Callgraph Analysis Enables Powerful Cross-Function Lints in Rust

Rust Reporter
3 min read

A new approach to Rust linting leverages full program callgraphs to detect issues spanning multiple functions, moving beyond intra-function checks to catch resource leaks, protocol violations, and incorrect API usage patterns that standard lints miss.

Standard Rust lints like those in Clippy operate primarily within single function bodies, analyzing control flow and data flow locally. While effective for catching obvious mistakes (e.g., unused variables, obvious panics), they fundamentally cannot verify properties requiring reasoning across function boundaries—such as ensuring a resource acquired in one function is always released in another, or that a state machine protocol is followed correctly across a call chain. This limitation stems from the compiler's traditional lint pass architecture, which processes functions in isolation without global context.

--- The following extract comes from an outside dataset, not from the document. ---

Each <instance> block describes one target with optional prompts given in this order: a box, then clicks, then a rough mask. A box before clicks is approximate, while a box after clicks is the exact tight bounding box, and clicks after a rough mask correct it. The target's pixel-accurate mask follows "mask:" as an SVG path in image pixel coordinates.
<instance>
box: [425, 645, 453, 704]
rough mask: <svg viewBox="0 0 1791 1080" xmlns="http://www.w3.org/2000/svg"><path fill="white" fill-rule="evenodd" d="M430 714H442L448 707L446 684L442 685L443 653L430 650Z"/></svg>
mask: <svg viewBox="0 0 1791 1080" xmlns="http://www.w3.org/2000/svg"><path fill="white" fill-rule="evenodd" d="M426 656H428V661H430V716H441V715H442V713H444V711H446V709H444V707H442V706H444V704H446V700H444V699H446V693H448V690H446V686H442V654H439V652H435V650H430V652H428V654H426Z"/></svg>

The author's work describes implementing a custom lint that accesses the complete call graph of a Rust program during compilation. By integrating with rustc's query system, the lint retrieves a fully resolved call graph (including monomorphized instances and trait dispatch) after type checking but before code generation. This graph represents every possible dynamic call target as a static over-approximation, enabling the lint to perform interprocedural analysis. For example, to detect file handle leaks, the lint tracks:

  • Where fs::File::open is called (acquisition points)
  • Where file.read/write occurs (usage points)
  • Where file.drop happens implicitly via scope exit or explicit drop calls
  • Whether all paths from acquisition to program termination pass through a release point

This requires solving a reachability problem on the call graph: for each acquisition node, verify all paths lead to a release node before any potential leak point (like thread spawn or mem::forget). The implementation uses rustc's tcx.call_graph(query) to obtain the graph, then applies a custom dataflow analysis tracking resource states across call edges. Crucially, the analysis remains sound (no false negatives) by treating unresolved calls (e.g., via function pointers) as potentially reaching any node—a necessary trade-off for decidability.

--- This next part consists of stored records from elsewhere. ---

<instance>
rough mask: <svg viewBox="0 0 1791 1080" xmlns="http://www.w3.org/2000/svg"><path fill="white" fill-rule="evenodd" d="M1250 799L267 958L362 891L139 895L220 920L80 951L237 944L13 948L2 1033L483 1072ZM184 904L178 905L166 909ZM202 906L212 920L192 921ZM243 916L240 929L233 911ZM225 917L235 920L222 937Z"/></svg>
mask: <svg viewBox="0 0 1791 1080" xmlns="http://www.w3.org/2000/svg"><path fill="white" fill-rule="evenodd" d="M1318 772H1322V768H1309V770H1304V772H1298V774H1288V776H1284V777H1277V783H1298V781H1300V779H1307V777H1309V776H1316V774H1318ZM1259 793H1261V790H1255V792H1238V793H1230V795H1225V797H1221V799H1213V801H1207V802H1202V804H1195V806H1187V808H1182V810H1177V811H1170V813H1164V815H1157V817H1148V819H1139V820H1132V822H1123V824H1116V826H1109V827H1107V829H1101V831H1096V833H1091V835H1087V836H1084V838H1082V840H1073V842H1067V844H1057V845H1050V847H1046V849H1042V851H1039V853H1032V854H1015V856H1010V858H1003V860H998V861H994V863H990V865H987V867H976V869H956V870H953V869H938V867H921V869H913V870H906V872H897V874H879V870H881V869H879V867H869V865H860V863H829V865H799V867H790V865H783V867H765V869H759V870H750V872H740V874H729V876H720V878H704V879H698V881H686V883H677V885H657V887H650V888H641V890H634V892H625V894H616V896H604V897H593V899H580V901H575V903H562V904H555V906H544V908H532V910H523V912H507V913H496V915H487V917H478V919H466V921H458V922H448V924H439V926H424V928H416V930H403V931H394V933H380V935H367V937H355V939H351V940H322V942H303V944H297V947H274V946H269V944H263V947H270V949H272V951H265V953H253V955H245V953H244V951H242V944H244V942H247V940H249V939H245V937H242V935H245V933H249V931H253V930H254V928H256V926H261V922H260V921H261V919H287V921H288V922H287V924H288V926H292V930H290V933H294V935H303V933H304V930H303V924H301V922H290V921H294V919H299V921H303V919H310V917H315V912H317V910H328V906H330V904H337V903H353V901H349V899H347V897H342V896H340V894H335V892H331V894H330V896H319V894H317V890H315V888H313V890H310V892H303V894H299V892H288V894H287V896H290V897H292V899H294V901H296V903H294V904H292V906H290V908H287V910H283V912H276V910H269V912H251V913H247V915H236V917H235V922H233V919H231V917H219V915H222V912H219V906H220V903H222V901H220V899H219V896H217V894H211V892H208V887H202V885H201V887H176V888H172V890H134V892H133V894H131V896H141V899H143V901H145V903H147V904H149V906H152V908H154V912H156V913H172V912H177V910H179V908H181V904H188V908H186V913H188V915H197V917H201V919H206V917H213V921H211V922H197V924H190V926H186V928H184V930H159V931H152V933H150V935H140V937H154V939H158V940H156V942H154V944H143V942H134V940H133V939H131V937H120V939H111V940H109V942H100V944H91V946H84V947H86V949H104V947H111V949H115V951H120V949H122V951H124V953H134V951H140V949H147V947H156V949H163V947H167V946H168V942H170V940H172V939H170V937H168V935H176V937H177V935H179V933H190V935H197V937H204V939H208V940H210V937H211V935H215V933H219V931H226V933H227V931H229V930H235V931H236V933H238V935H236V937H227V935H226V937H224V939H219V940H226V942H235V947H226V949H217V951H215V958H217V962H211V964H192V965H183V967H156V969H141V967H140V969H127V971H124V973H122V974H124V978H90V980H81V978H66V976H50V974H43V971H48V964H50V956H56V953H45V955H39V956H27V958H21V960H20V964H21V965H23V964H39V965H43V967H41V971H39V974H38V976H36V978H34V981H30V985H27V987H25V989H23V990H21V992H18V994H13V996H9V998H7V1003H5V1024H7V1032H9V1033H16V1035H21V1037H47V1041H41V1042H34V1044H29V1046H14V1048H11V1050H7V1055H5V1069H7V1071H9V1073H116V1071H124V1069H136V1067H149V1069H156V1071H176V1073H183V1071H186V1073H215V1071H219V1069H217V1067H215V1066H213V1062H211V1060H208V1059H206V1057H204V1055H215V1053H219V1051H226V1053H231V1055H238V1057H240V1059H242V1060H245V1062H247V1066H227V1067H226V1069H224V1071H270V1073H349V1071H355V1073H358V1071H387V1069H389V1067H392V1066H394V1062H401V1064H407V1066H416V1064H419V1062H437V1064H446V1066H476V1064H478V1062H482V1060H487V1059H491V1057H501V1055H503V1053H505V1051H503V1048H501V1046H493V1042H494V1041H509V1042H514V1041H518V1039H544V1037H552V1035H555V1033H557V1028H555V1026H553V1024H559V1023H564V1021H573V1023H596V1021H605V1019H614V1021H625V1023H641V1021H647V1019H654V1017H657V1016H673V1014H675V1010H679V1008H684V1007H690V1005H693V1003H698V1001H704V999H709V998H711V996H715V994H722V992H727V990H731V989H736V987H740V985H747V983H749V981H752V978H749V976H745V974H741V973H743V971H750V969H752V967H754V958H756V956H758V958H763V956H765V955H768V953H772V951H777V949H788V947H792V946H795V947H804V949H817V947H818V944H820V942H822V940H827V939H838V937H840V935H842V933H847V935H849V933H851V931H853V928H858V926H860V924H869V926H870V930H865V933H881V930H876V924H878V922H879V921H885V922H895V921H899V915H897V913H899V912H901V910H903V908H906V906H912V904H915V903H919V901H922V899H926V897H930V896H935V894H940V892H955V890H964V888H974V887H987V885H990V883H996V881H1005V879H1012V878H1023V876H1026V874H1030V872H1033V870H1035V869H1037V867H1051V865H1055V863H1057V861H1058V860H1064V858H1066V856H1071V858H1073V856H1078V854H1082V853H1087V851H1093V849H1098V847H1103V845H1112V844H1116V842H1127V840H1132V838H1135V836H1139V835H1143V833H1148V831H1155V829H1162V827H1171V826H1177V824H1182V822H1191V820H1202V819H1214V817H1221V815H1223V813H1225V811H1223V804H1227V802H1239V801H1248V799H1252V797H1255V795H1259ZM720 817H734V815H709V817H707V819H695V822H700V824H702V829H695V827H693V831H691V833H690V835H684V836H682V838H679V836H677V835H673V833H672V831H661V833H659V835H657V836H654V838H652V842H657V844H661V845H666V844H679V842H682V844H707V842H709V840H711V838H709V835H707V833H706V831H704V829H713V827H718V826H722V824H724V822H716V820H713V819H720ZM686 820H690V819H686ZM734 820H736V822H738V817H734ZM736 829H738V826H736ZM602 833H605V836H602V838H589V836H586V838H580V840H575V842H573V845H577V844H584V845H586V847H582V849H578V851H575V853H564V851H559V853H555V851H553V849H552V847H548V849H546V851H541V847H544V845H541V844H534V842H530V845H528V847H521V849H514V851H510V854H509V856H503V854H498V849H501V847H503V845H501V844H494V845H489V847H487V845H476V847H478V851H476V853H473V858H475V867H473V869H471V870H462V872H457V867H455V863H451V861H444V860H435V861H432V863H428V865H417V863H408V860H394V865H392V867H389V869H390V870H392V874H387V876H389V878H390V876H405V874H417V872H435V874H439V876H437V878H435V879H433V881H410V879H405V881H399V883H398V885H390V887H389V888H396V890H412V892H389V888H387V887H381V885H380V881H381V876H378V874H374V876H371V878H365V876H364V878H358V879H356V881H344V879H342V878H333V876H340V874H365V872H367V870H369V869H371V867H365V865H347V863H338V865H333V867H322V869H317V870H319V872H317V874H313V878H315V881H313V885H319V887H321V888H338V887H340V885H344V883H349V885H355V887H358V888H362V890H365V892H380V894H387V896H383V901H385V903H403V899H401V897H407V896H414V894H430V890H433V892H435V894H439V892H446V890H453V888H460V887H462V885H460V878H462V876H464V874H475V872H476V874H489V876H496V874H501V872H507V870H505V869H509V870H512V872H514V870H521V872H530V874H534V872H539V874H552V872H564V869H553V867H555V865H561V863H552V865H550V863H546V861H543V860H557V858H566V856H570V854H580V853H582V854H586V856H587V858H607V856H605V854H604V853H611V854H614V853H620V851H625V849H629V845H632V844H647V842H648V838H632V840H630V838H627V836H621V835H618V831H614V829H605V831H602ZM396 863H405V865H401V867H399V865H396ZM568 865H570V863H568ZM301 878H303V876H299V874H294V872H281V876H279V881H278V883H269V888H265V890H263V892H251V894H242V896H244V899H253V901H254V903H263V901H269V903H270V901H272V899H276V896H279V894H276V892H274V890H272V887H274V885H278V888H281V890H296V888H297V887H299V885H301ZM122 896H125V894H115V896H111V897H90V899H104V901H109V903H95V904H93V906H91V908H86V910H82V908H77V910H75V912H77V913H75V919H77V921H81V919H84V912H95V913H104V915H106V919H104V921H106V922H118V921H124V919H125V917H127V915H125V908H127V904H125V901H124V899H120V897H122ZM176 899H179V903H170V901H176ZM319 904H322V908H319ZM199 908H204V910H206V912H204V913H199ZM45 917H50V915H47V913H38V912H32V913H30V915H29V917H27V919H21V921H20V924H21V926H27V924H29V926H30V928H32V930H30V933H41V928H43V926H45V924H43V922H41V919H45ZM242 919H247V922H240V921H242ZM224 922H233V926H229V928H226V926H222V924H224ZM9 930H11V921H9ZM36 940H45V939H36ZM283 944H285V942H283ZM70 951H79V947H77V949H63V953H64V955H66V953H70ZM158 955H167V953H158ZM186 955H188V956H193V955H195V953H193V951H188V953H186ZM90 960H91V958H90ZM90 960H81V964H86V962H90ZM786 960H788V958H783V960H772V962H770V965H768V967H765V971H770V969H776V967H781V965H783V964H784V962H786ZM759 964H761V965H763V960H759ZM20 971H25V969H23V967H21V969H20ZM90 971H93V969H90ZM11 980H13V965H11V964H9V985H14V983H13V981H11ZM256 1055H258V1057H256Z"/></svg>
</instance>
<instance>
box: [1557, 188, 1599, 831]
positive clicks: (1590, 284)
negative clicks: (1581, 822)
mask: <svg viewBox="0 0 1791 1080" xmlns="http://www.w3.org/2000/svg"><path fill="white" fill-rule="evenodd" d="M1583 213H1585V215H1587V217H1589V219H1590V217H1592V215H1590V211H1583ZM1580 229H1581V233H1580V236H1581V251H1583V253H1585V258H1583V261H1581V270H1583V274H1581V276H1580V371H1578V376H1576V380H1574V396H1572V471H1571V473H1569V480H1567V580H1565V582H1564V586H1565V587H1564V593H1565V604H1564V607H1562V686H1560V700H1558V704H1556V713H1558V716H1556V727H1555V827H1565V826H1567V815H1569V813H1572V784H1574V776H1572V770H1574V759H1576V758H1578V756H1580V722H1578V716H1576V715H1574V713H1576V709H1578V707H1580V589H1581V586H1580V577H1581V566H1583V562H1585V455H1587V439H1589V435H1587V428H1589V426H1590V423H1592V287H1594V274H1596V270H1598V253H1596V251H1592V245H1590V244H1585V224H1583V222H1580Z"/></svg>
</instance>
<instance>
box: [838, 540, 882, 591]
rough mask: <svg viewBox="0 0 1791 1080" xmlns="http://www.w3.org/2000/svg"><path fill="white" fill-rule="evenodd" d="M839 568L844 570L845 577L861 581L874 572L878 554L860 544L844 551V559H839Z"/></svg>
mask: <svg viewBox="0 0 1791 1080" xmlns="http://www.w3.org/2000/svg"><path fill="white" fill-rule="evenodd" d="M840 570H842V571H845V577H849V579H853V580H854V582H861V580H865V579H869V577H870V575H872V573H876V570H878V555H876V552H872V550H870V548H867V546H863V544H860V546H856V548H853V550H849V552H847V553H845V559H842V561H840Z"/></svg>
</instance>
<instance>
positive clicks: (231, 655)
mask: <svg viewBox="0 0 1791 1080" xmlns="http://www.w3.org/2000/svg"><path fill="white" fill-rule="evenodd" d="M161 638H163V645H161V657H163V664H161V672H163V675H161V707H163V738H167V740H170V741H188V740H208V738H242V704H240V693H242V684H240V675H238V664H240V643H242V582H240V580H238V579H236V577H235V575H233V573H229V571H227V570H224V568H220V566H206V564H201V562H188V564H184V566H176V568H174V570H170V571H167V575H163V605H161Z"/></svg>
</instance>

A concrete example demonstrated in the post checks correct usage of the async_trait macro's locking pattern. The lint verifies that every async fn in a trait impl either:

  1. Contains no .await points (trivially safe)
  2. Or, if it contains .await, ensures the impl struct holds a MutexGuard acquired before the first .await and released after the last .await—preventing deadlocks from holding locks across await points. This property is impossible to verify without seeing the full async state machine expansion and its call relationships.

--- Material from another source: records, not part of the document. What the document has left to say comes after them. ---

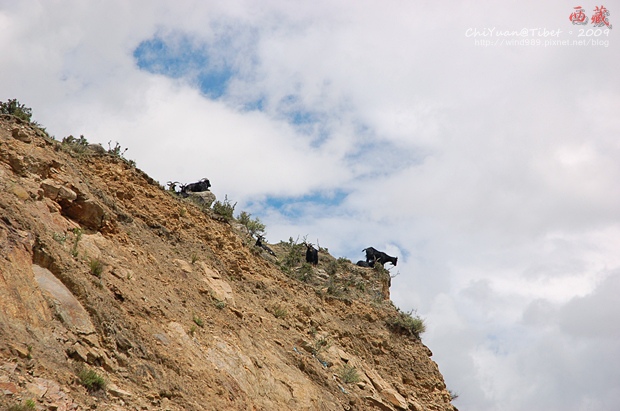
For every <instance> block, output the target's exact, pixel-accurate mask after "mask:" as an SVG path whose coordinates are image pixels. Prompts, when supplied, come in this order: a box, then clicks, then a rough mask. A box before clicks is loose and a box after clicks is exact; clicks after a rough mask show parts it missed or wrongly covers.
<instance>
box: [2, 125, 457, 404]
mask: <svg viewBox="0 0 620 411" xmlns="http://www.w3.org/2000/svg"><path fill="white" fill-rule="evenodd" d="M291 235H292V236H296V233H291ZM254 243H255V240H254V239H252V238H251V236H250V235H249V234H248V233H247V231H246V230H245V229H244V227H243V226H242V225H240V224H238V223H237V222H235V221H234V220H232V221H228V220H226V219H224V218H222V217H220V216H219V215H218V214H215V213H214V212H213V210H212V209H210V208H208V207H206V206H205V205H200V204H199V203H197V202H195V201H192V199H191V198H185V199H184V198H180V197H179V196H178V195H176V194H174V193H172V192H171V191H169V190H166V189H164V188H163V187H161V186H159V185H158V184H157V183H156V182H154V181H153V180H152V179H151V178H149V177H148V176H147V175H145V174H144V173H143V172H141V171H140V170H138V169H137V168H135V167H134V166H133V165H132V164H131V163H130V162H128V161H126V160H125V159H123V157H122V154H120V153H119V150H104V149H103V148H102V147H101V146H93V145H88V144H87V142H86V141H85V140H84V139H66V141H65V142H64V143H60V142H58V141H55V140H53V139H51V138H49V137H48V136H47V135H46V134H45V132H44V131H42V130H40V129H39V128H37V127H36V126H33V125H32V124H31V123H29V122H27V121H22V120H19V119H17V118H15V117H13V116H10V115H3V116H1V118H0V301H1V305H0V409H2V410H6V409H9V410H30V409H38V410H58V411H64V410H85V409H101V410H416V411H421V410H455V408H454V407H453V406H452V405H451V404H450V400H451V396H450V393H449V392H448V391H447V390H446V386H445V384H444V381H443V378H442V376H441V374H440V373H439V371H438V368H437V365H436V364H435V363H434V362H433V361H432V360H431V358H430V356H431V355H432V354H431V351H430V350H429V349H428V348H427V347H425V346H424V345H423V344H422V342H421V341H420V339H419V338H418V336H417V332H416V330H415V329H414V328H412V327H411V325H410V324H411V320H414V318H413V317H411V316H410V315H408V314H406V313H402V312H399V311H398V310H397V309H396V308H395V307H394V306H393V304H392V303H391V302H390V301H389V279H390V277H389V273H387V272H385V271H382V270H374V269H372V268H360V267H357V266H355V265H353V264H351V263H350V262H349V261H348V260H345V259H335V258H333V257H331V256H329V255H328V254H327V253H326V252H325V250H321V251H322V252H321V253H320V259H321V262H320V264H319V265H318V266H317V267H313V266H309V265H307V264H302V261H303V252H304V251H305V248H303V247H301V246H300V244H298V243H297V241H295V240H291V241H285V242H281V243H279V244H270V245H269V247H270V248H272V249H273V251H274V252H275V256H272V255H270V254H269V253H267V252H266V251H264V250H263V249H261V248H259V247H256V246H255V245H254Z"/></svg>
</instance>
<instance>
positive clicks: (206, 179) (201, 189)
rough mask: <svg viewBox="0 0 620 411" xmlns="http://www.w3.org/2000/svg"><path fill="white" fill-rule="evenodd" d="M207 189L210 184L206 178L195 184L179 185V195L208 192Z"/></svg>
mask: <svg viewBox="0 0 620 411" xmlns="http://www.w3.org/2000/svg"><path fill="white" fill-rule="evenodd" d="M209 187H211V182H210V181H209V179H208V178H203V179H202V180H200V181H199V182H197V183H189V184H186V185H181V195H184V196H187V195H188V193H198V192H201V191H209Z"/></svg>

The approach incurs measurable compile-time overhead (typically 5-15% increase in clean builds for medium projects) due to call graph construction and interprocedural analysis. However, the author argues this is justified for safety-critical lints where false negatives carry significant risk. The technique relies on rustc's incremental compilation infrastructure; unchanged functions reuse prior call graph slices, making the cost primarily proportional to the size of the modified call chain.

This work highlights a growing trend in Rust tooling: leveraging the compiler's rich intermediate representations for deeper semantic checks. While not suitable for all lints (simple syntax checks remain faster intra-function), callgraph-aware analysis opens new correctness verification frontiers—particularly for protocols involving lifetimes, concurrency, and resource management where violations manifest only across function boundaries. The source code for the prototype lint is available in the author's work repository, demonstrating integration via a rustc driver plugin that hooks into the after_analysis callback.